“You’ll see I’ll make it easy for you. Just one blink and I’ll help you to break through.”
I fell asleep in the garden earlier whilst listening to Warpaint. Pretty sure the heat went to my head, so anything I type as per, will make no sense. At least I have a decent excuse this time. I don’t have one for anything before. So you can be right to assume I’m just a twerp really.
There’s a lot of things I love about life. Tea, books and cute animals. I also have a lot of love reserved for anything that is Punk/stemmed from that genre and strong women. Today is the birthday of a woman is not only a strong force but, also emerged from the Punk scene. I’d never call Siouxsie a Punk, but I know many would. It all depends I suppose. I’d just call her an icon to be honest. So, with this I’ll just attempt to delve into the reasons as to why I love her, and why she is still so bloody important.
For the most part, the music industry has been dominated by large men in ill-fitting suites who just see currency signs when looking at a person. That’s nice and all, but let’s be real here- that shit is a bit worthless. You can sell millions with one record, and nobody will care for you after that. You’ll probably be found sleeping behind a bin down near Charing Cross begging for change whilst scratching at yourself. What I’m trying to say is, people will leave you rotting at rock bottom when they cannot see any worth in you. Thing is, you don’t have to be famous for this to happen. Ever been abandoned by a group of people? Get in line kid, I’ll let you stand next to me. We’ll talk about it.
With an artist such as Siouxsie, it really didn’t matter if she told 8 million or 8 records. What mattered was that she was so different to anything and everything around. She was so unique. She dressed in a way you wish you could. If you dolled yourself up like her now, you’d probably be looked at like you have 12 heads. But forget what people say you know? Go out there and dress like her if you want. I’ll probably think you look fabulous.
The first time I saw Siouxsie’s face I just knew I wanted to be part of that world. It was around the time my stepdad put me onto The Cure properly. He told me about the history between Robert Smith and when he played with Siouxsie. I was so amazed and obsessed with this. I was fascinated, and I resented my age because I wish I could’ve witnessed this myself, just like he and so many others did. I was born in the wrong place at the wrong time. I’ll never believe I was meant for this time, but hey- make do of what you are, and all you have. I know that.
It is hard to put into words how much you borderline idolise a person. It wasn’t just her voice and music that made me look up to her, it was the way she carried herself. When you can see how strong a person is, mixed with a hint of fragility in their eyes once in a while- you truly connect with that. Maybe that’s just me, but that is always what I look for. Her lyrics, I must say are utterly powerful and quite heartbreaking. If you can tear yourself away from the hypnotising sounds, you will hear just how powerful and borderline political her lyrics are. It will always piss me off when people call them Goth. I think it annoys me when anyone tries to label Siouxsie & The Banshees to be honest. Siouxsie’s voice is one that you can hear in so many.
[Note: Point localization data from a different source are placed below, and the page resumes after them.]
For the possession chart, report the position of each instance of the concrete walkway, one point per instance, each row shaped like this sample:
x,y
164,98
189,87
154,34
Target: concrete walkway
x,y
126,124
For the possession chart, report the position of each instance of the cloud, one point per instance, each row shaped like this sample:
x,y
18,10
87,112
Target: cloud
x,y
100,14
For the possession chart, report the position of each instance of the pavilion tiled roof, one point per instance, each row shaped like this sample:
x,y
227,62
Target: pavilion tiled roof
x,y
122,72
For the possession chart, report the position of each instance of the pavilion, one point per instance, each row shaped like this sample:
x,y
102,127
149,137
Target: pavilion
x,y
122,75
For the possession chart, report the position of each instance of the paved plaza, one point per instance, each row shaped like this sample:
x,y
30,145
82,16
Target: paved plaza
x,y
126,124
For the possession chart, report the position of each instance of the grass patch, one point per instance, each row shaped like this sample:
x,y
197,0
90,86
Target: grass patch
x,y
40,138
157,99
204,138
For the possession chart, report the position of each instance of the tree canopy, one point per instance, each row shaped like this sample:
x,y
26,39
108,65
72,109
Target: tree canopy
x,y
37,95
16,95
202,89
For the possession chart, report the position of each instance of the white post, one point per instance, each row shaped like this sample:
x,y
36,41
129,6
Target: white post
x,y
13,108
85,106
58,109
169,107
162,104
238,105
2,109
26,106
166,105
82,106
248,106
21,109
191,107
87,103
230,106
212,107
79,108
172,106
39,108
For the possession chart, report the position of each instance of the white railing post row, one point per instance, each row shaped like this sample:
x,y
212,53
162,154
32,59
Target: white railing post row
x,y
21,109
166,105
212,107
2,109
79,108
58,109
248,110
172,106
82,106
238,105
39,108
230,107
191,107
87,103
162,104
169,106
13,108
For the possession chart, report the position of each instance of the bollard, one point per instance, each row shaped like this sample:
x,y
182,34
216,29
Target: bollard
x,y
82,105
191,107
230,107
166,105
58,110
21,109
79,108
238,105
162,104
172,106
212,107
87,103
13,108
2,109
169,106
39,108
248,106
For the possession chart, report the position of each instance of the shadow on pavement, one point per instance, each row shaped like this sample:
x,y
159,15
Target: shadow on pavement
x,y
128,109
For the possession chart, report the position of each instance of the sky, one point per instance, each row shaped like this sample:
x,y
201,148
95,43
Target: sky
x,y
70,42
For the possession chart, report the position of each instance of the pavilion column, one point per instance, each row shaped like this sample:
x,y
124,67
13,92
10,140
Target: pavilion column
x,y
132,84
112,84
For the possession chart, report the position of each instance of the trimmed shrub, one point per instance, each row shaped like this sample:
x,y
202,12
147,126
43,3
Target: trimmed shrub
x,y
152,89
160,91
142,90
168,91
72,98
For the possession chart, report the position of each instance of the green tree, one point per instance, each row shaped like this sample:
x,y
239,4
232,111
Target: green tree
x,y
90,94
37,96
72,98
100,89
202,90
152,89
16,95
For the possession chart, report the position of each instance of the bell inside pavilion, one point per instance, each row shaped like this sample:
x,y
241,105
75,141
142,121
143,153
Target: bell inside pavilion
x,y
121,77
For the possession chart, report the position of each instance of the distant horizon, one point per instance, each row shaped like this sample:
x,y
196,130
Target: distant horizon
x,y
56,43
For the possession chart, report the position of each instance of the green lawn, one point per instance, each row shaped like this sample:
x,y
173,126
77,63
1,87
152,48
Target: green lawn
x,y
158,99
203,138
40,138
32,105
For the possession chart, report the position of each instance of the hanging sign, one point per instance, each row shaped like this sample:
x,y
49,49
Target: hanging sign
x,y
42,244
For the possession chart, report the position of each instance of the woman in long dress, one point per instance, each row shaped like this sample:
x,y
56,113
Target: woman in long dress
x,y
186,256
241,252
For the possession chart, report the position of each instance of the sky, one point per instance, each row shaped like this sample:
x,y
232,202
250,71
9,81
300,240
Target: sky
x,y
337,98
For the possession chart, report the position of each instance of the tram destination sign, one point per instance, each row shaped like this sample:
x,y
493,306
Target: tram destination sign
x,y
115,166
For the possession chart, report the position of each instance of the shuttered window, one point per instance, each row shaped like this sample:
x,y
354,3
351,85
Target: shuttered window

From Shirley Manson to PJ Harvey. I live in hope that some singers that are emerging now are still influenced by her. Her voice holds so much. It is delicate but it also has a lot of fight in it. You can hear the fury in her voice as she unleashes words of poison. Yet it doesn’t harm you, oh no. It makes you feel like you are part of this movement that The Banshees created. Siouxsie went beyond being a singer. Her gender played no part, but it sure as hell helped so many female singers at the time find their own voice, and follow their dreams.
There is so much a person could say about Siouxsie. I mean, everything about her is just so remarkable and bloody inspiring. She makes you want to vocalise all that plagues you, and start a riot of your own. I used to look at her photo and wish I was as tough as her. I still do. It happens when I look at her, Patti Smith and Shirley Manson. They are three incredible females that deserve a lot, a hell of a lot more respect and recognition for what they have done, and still continue to do. I may not be a famous musician who can speak up about how they inspire me, I just do it in my own little way. Maybe it is when I wear one of my Siouxsie shirts, and I feel a sense of pride and maybe a little bit of strength be embedded in me. Small things. It all takes time. I’m not one for going fast, so I’m okay with it all.
I have sung my heart out in my room and danced like I was having a seizure to her music. That will never change. Once someone touches your heart in a deep and raw way- they never truly leave. You can associate that to lovers if you want, but I wouldn’t. Aside from singing with Morrissey, I just…man I don’t even know. She is a truly flawless human being who maybe isn’t aware of what she means to so many. I sure as hell hope she does.
We need more strong women like Siouxsie around now. Especially now. There is empowerment in the words that roll off the tip of your tongue and what you think; not in the clothes you wear. I’m far too old-fashioned at times, but that’s how I am. I learnt how to hold a view on something and not let it go (without being disrespectful of course) from the likes of Siouxsie.
She finally received the Inspiration Award at the Ivor Novello Awards this year, it should’ve happened years before. But hey, better late than never right?